3. Vor dem Hintergrund des Gesagten ist die Verfahrensrüge, die belangte Behörde habe den Umstand der bedingten Strafnachsicht, das geständige Verhalten des Beschwerdeführers vor dem Strafgericht und seine behauptete finanzielle Notsituation in dem von ihr geführten Ermittlungsverfahren nicht berücksichtigt, verfehlt. Dem Beschwerdevorbringen, es sei nicht zu erkennen, warum die belangte Behörde angenommen hätte, daß sich die finanzielle Situation des Beschwerdeführers nicht gebessert habe, ist entgegenzuhalten, daß die von der belangten Behörde für diese Annahme gegebene Begründung, die "finanzielle Situation" des Beschwerdeführers habe sich wegen der aus dem Gerichtsurteil ergebenden Zahlungsverpflichtung nicht gebessert, nicht unschlüssig erscheint, zumal der Beschwerdeführer auch nicht dartut, wodurch eine Besserung seiner finanziellen Verhältnisse eingetreten sein soll.

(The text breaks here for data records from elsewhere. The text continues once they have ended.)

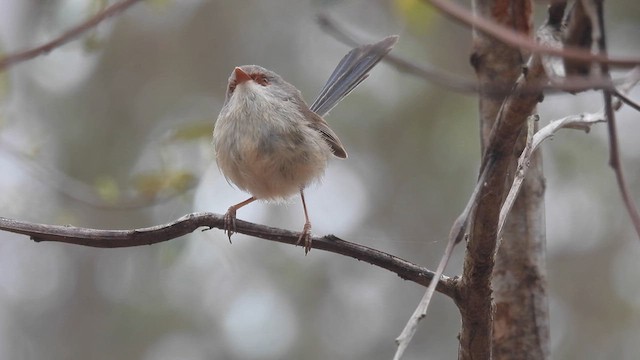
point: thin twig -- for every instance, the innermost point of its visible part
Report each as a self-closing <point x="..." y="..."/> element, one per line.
<point x="190" y="222"/>
<point x="614" y="159"/>
<point x="456" y="83"/>
<point x="512" y="38"/>
<point x="67" y="36"/>
<point x="521" y="171"/>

4. Da sich nach dem Gesagten die Beschwerde als unbegründet erweist, war sie gemäß § 42 Abs. 1 VwGG abzuweisen.
5. Der Spruch über den Aufwandersatz gründet sich auf die §§ 47 ff VwGG iVm der Verordnung BGBl. Nr. 416/1994.
6. Bei diesem Ergebnis erübrigte sich ein Abspruch über den Antrag, der Beschwerde aufschiebende Wirkung zuzuerkennen.